The most important gymnastics workouts for uneven bars are those that develop core strength in the middle of a gymnast’s body and upper body and arm strength, as that is what a gymnast will primarily use to perform on the uneven parallel bars. There are a number of basic gymnastics workouts to prepare people to perform on uneven bars, making sure they are strong enough in certain places so that they do not injure themselves when performing on the piece of equipment itself. By doing these gymnastics workouts for uneven bars regularly, gymnasts will be properly prepared for the uneven parallel bars.

  1. Pull-ups. As gymnasts will have to rely on their arms to pull themselves up above the uneven bars into a handstand, or swing around on them regularly, incredibly strong arms that can pull their body weight above a bar are a must. This gymnastics workout for uneven bars is required of these gymnasts and they should be able to do multiple sets of pull-ups in a row, as well as lift their entire body above the bar.
  2. Handstands. This gymnastics workout for uneven bars should be practiced on a mat first, so that gymnasts can become perfect at holding a handstand in place for an extended period of time. They should lift their bodies up into a handstand and try to hold it for 30 seconds to a minute straight, helping strengthen both their upper body and their core abdominal muscles. The more strength a gymnast has in these muscles, the better they will be able to perform on the uneven bars.

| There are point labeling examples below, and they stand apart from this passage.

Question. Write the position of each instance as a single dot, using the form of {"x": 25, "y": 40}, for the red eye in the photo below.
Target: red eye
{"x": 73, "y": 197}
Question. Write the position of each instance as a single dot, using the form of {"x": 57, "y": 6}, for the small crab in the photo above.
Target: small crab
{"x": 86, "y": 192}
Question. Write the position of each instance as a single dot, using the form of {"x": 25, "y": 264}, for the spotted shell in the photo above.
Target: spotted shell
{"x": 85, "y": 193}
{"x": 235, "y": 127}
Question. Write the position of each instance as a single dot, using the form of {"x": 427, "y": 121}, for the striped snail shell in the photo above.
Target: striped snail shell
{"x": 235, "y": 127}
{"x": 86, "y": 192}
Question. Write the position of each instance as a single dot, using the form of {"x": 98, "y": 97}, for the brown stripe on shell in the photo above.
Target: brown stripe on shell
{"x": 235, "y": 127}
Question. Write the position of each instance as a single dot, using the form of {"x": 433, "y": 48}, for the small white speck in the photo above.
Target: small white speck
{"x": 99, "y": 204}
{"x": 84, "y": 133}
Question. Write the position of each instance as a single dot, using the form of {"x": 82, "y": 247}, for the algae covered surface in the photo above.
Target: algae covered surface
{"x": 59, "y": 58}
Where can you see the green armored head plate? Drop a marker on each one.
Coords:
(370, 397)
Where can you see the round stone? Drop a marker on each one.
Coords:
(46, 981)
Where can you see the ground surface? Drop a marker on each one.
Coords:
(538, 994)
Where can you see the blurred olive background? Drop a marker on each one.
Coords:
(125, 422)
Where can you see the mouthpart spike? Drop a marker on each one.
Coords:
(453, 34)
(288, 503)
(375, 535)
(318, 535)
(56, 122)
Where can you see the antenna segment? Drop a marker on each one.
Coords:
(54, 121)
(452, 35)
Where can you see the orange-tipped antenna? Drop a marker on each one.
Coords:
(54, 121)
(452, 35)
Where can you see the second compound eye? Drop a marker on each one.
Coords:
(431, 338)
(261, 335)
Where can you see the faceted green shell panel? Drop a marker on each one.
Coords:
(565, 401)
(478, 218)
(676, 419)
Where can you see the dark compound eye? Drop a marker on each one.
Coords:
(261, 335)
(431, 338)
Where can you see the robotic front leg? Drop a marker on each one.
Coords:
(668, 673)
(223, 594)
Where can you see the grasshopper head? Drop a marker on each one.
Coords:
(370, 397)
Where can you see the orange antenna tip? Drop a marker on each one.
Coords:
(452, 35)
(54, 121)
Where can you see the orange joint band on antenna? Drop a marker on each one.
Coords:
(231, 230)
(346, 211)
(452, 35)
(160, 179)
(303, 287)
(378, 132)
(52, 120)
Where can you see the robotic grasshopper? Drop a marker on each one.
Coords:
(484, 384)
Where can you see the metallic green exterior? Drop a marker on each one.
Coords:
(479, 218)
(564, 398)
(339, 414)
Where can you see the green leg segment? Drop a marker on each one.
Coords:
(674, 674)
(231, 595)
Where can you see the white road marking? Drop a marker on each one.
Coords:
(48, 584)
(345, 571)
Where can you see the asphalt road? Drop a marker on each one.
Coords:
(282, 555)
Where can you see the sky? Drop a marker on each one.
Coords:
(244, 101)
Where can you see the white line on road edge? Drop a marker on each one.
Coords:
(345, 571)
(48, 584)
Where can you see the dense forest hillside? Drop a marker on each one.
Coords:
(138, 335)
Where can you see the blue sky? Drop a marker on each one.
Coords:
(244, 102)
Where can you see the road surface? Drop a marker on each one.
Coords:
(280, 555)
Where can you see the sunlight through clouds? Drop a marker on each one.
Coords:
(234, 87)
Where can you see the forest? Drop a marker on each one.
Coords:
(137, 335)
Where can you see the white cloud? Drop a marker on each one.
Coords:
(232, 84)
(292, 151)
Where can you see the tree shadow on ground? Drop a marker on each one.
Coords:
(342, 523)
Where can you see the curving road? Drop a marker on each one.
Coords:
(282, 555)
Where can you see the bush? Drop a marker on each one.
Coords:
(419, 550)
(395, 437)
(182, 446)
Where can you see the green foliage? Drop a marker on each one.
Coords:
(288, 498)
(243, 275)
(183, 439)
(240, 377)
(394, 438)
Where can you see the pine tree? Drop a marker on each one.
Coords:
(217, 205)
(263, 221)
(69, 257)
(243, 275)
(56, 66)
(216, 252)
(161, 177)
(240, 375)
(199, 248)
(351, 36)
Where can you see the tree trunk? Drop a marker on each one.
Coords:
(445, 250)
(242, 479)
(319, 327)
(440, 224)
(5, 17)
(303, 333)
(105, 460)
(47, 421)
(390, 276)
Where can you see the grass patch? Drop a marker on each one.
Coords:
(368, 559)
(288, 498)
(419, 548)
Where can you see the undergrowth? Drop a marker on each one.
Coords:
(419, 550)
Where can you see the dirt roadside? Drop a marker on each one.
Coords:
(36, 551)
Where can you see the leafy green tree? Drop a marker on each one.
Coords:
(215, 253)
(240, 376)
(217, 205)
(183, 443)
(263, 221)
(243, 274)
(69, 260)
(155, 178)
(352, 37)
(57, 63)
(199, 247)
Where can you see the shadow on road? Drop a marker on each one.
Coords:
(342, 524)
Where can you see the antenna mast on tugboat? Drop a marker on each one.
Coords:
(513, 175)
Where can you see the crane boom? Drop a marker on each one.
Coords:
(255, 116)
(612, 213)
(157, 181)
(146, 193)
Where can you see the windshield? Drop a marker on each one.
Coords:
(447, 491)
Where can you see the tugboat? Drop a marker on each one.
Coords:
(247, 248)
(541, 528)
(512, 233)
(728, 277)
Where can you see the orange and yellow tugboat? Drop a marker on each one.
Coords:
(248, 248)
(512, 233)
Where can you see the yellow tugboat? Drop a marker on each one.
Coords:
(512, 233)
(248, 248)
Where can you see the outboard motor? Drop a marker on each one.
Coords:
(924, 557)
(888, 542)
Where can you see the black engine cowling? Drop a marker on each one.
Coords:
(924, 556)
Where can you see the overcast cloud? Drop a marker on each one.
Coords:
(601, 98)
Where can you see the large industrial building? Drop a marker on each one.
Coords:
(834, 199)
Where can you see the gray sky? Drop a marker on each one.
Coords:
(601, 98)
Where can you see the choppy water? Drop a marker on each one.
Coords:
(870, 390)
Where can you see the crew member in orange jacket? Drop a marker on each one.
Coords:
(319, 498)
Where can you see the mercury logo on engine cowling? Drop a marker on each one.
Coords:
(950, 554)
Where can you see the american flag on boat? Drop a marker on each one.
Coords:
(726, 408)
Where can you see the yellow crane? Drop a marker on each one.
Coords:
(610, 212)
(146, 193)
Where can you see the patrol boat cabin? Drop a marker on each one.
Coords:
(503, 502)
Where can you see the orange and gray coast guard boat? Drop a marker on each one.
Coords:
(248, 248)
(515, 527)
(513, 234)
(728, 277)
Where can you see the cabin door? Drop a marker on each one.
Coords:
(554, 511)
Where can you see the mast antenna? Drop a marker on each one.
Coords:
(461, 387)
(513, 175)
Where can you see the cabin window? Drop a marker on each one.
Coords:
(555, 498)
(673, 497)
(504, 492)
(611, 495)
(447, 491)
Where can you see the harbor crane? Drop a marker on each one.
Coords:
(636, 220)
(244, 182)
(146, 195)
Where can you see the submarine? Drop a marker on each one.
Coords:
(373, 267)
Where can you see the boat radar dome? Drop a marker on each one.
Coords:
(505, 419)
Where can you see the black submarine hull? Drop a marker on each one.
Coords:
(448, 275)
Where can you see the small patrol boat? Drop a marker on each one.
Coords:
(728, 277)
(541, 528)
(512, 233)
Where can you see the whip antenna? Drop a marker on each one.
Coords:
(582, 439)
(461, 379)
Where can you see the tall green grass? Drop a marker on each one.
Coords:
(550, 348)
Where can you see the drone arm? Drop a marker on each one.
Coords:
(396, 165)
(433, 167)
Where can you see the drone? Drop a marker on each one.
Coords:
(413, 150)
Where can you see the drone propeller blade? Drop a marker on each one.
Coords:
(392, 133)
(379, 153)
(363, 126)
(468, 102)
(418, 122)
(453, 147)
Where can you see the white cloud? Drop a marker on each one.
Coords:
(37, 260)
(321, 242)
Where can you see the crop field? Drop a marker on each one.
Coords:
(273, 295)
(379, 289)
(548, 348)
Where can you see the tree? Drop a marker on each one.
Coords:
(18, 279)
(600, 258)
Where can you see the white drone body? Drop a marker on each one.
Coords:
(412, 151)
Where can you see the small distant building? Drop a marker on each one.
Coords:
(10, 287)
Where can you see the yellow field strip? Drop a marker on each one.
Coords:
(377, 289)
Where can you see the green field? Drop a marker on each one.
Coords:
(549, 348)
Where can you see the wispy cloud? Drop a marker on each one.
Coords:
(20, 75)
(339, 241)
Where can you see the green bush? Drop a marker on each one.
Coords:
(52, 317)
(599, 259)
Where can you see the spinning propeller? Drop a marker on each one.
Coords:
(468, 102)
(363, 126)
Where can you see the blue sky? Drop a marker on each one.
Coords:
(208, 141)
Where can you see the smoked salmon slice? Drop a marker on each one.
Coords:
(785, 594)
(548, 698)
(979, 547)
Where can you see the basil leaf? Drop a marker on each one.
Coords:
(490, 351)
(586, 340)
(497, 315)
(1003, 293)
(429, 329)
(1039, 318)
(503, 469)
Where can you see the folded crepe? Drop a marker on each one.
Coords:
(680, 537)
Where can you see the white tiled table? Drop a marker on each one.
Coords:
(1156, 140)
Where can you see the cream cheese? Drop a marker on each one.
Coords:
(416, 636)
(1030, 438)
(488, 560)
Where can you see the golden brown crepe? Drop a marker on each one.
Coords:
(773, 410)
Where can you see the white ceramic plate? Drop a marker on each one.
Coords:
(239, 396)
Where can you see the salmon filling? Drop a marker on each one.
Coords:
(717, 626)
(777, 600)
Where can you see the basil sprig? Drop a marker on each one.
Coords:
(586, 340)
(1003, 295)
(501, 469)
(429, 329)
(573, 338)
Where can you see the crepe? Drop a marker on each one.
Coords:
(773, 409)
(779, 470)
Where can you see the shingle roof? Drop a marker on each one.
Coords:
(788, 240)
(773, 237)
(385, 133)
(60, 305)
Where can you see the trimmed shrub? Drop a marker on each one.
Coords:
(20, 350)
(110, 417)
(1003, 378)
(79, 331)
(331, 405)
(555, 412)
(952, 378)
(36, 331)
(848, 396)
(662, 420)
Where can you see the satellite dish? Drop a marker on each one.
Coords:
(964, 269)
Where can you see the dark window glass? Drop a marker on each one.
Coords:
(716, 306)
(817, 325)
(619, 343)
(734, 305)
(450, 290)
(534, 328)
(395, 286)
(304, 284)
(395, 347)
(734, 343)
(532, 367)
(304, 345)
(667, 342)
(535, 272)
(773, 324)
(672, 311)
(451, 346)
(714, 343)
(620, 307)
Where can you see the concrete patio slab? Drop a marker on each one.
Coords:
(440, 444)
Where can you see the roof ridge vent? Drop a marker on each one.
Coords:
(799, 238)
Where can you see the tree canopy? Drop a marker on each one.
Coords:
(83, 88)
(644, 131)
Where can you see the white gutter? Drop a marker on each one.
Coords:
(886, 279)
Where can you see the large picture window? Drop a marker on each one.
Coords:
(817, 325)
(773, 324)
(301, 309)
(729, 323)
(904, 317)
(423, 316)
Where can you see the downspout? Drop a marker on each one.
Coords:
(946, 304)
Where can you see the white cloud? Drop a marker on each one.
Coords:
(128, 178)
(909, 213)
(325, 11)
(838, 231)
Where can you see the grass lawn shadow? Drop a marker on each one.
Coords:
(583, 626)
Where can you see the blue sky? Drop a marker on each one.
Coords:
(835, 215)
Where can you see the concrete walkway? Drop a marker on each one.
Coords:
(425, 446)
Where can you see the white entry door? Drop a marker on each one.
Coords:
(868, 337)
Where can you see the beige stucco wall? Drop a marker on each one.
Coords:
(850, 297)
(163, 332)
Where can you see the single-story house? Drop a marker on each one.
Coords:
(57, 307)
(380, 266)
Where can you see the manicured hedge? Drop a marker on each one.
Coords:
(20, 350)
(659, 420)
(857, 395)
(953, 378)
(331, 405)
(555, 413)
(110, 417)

  3. Dips. Dips are a reverse pull-up to a certain extent, as it requires the gymnast to lower themselves up and down on a bar, from their shoulders down. This gymnastics workout for uneven bars, strengthens the arms but also strengthens the back of the gymnast, so that they have even more control over their body when doing their routine on the uneven bars.
  4. Sit-ups and Leg Lifts. A gymnastics workout for uneven bars that is an absolute must are ones that strengthen the abdominal muscles in a gymnast. These consist of everything from hundreds of sit-ups to a gymnast lying flat on a mat or holding themselves up and lifting their legs up straight and then slowly lowering them down over and over again. This will strengthen abdominal muscles and core muscles which a gymnast will need for an uneven bar routine.